Der Kunde trat daraufhin am 1. März 2020 von der Reise zurück. Der Anbieter berechnete Stornokosten in Höhe von insgesamt 1.537 Euro (25 % des Reisepreises), die der Kunde auch bezahlte. Am 26. März 2020 erging für Japan ein Einreiseverbot. Der Mann verlangte daraufhin die Rückzahlung des bereits geleisteten Betrags. Als der Veranstalter sich weigerte, zu zahlen, klagte der Kunde. Vor dem Amtsgericht (AG) München hatte er Erfolg: Das Gericht gab seiner Klage in voller Höhe statt und sprach ihm 1.537 Euro nebst Zinsen und vorgerichtlichen Anwaltskosten in Höhe von 255,85 Euro zu. Der Reiseveranstalter legte daraufhin Berufung beim Landgericht (LG) München ein, das den zu zahlenden Betrag auf 14,50 Euro zuzüglich vorgerichtlicher Kosten in Höhe von 83,54 Euro herabsetzte. Das wollte sich der Kunde nicht bieten lassen und zog vor den BGH nach Karlsruhe.

Dieser entschied jedoch nicht in der Sache, sondern legte zunächst dem Europäischen Gerichtshof (EuGH) mehrere Fragen zur Auslegung der maßgeblichen Normen vor.

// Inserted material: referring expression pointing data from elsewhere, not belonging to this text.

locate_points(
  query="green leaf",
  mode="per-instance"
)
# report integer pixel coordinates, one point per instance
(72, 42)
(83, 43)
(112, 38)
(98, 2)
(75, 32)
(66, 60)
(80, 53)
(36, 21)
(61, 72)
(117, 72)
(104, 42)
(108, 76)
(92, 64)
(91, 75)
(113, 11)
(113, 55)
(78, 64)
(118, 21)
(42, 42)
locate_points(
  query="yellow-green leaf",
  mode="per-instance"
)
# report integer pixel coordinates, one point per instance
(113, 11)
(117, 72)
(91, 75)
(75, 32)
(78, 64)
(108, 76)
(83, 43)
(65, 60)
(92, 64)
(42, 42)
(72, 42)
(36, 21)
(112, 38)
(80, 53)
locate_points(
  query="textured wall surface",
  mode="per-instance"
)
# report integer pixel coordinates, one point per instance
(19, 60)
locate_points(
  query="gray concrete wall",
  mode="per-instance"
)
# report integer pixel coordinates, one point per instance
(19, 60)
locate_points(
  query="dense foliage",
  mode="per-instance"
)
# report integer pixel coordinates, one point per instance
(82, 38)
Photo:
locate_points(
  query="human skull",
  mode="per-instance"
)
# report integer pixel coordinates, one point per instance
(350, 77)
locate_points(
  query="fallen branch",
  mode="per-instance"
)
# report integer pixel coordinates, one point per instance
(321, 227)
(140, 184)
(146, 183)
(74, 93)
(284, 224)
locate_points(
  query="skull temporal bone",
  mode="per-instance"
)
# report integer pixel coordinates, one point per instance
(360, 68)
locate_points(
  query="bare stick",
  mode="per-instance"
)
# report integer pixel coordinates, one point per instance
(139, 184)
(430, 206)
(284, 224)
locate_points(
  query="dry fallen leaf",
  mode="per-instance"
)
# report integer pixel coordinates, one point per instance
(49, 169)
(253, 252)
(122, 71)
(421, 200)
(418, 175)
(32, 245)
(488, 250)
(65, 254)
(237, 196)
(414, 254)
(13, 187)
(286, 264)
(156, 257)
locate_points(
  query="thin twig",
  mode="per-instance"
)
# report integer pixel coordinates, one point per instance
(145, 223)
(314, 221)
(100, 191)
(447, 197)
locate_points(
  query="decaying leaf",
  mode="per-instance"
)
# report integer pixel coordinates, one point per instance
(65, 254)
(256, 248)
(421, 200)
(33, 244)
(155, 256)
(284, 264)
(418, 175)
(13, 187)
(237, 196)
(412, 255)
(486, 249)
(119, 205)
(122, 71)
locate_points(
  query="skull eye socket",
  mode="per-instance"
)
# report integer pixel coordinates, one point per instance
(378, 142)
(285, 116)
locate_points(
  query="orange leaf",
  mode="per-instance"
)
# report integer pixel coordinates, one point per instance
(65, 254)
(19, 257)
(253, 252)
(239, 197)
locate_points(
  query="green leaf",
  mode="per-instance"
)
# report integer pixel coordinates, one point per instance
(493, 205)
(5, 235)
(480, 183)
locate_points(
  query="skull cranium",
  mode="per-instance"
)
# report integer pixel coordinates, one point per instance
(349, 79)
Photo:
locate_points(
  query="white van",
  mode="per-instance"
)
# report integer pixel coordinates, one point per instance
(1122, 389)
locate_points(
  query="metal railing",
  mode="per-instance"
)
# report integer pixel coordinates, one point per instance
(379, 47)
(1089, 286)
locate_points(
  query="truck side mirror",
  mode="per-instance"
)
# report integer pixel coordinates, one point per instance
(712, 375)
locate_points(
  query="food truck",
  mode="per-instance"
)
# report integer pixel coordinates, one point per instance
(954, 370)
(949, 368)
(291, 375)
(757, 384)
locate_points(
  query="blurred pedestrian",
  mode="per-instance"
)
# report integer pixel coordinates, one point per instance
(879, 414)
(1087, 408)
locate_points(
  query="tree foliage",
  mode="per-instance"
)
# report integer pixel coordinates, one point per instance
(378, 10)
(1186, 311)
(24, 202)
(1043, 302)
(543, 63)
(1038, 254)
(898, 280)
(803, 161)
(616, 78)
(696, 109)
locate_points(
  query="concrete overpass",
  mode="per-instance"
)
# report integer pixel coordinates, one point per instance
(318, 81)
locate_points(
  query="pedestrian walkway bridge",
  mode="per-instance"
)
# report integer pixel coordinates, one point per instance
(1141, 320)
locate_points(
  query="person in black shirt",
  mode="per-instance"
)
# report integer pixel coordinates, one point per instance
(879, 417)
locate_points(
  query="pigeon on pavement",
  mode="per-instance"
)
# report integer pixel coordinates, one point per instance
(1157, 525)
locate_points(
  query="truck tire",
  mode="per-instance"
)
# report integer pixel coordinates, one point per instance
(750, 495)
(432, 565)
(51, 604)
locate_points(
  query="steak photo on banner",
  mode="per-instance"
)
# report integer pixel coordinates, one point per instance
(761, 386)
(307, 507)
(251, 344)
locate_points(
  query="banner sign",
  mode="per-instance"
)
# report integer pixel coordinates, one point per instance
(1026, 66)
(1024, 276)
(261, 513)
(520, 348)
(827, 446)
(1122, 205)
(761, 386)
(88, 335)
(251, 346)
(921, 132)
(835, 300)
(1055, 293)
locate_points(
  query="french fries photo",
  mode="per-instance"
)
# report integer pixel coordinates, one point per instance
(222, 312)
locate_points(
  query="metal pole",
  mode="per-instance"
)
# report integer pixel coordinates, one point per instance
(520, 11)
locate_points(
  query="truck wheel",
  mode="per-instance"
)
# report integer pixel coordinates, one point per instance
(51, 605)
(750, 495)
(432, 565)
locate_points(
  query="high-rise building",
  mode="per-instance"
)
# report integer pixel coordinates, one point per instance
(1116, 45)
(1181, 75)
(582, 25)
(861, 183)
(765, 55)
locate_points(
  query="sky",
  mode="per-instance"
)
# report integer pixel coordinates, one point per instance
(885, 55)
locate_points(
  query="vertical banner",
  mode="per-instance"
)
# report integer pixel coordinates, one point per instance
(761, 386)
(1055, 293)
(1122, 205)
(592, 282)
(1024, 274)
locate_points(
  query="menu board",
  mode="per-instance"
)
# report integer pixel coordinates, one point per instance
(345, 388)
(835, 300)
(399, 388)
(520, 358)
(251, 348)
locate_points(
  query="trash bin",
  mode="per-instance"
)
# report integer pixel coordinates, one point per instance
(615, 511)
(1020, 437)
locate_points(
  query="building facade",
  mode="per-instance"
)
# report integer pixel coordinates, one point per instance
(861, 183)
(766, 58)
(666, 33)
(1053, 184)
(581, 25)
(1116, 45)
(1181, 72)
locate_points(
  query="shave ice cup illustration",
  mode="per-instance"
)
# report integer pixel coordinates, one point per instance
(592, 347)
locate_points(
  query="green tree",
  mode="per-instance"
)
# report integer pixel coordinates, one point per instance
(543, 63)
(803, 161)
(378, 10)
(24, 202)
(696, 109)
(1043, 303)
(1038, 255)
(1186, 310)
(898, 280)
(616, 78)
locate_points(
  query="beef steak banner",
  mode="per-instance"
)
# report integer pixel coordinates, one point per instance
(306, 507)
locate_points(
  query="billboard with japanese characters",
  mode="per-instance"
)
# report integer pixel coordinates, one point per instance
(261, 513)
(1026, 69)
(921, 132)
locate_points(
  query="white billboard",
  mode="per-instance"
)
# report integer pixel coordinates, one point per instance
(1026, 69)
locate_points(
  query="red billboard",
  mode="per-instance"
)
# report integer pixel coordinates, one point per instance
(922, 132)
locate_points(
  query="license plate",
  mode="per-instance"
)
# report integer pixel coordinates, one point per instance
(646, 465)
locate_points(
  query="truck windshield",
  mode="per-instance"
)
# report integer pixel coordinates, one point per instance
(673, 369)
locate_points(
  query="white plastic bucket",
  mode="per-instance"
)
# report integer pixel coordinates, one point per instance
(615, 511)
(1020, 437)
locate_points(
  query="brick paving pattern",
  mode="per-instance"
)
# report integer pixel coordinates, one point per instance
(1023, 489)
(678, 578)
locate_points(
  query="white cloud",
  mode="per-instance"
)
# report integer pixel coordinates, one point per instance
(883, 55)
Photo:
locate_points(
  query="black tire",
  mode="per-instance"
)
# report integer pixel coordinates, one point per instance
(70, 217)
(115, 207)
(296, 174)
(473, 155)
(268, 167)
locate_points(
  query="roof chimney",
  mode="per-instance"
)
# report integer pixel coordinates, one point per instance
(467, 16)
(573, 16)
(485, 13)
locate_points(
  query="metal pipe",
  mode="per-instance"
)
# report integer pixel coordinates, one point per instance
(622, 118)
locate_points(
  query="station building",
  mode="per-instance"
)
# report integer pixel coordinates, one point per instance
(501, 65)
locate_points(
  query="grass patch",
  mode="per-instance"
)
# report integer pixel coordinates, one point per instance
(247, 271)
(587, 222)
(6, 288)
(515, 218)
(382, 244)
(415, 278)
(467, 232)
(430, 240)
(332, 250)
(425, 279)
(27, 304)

Keine Stornogebühren bei außergewöhnlichen Umständen am Zielort

Der Hintergrund: Kern des Streits ist die Frage, ob dem Veranstalter hier Stornogebühren zustehen, die er von dem zu erstattenden Reisepreis abziehen darf. § 651h Abs. 1 BGB sieht einen solchen „Entschädigungsanspruch“ vor, wenn der Kunde vor Reiseantritt vom Reisevertrag zurücktritt. Einzige Ausnahme:  Am Zielort treten „unvermeidbare, außergewöhnliche Umstände“ auf, die die Durchführung der Pauschalreise oder die Beförderung von Personen an den Bestimmungsort erheblich beeinträchtigen“ (§ 651h Abs. 3 BGB). Unter Juristen ist umstritten, ob hier nur Umstände zu berücksichtigen sind, die bereits zum Zeitpunkt des Rücktritts vorlagen, oder ob es auch auf nachträglich eingetretene Umstände ankommt. Da das Einreiseverbot im vorliegenden Fall erst nach dem Rücktritt erlassen wurde, war diese Frage wesentlich. Die Bundesrichter unter dem Vorsitz von Klaus Bacher machten deutlich, dass sie – anders als das LG – der Ansicht zuneigen, nach der auch nachträgliche Umstände zu berücksichtigen sind. Allerdings durften sie die Frage nicht entscheiden: § 651 dient der Umsetzung von Art. 12 der europäischen Pauschalreise-Richtlinie (RL (EU) Nr. 2015/2302). Als letztinstanzliches Gericht ist der BGH daher verpflichtet, die Streitfrage vom EuGH klären zu lassen. Daher fassten die Karlsruher Richter lediglich einen Vorlagebeschluss, in dem sie konkrete Fragen formulierten, die der EuGH beantworten soll.

Wie geht es nun weiter?

Mit einer Antwort des EuGH auf die vorgelegten Fragen ist erst in einigen Monaten zu rechnen. Sollte der EuGH sich der Tendenz der Bundesrichter anschließen, dass auch solche Umstände einen Anspruch auf Stornogebühren ausschließen, die erst nach dem Reiserücktritt eingetreten sind, wird der BGH abschließend zu Gunsten des Kunden entscheiden. Kommt der EuGH zum gegenteiligen Ergebnis, ist die Reise hingegen noch nicht zu Ende: Die Karlsruher Richter machten deutlich, dass sie die Sache in diesem Fall nochmal an das LG zurückverweisen würden. Dieses muss dann klären, ob wegen des großen Ausmaßes ungewöhnlicher Maßnahmen (Schulschließungen usw.), die zum Zeitpunkt des Rücktritts schon in Kraft waren, bereits völlig klar war, dass die Reise zum angestrebten Zeitpunkt nicht möglich sein würde. In dem Fall hätte der Kunde auch noch eine Chance, sein Geld zurückzubekommen. Alle Pauschalurlauber, die ihre Reise bei Ausbruch der Coronapandemie gekündigt haben, müssen sich bis zur Klärung der Rechtslage indes noch weiter gedulden.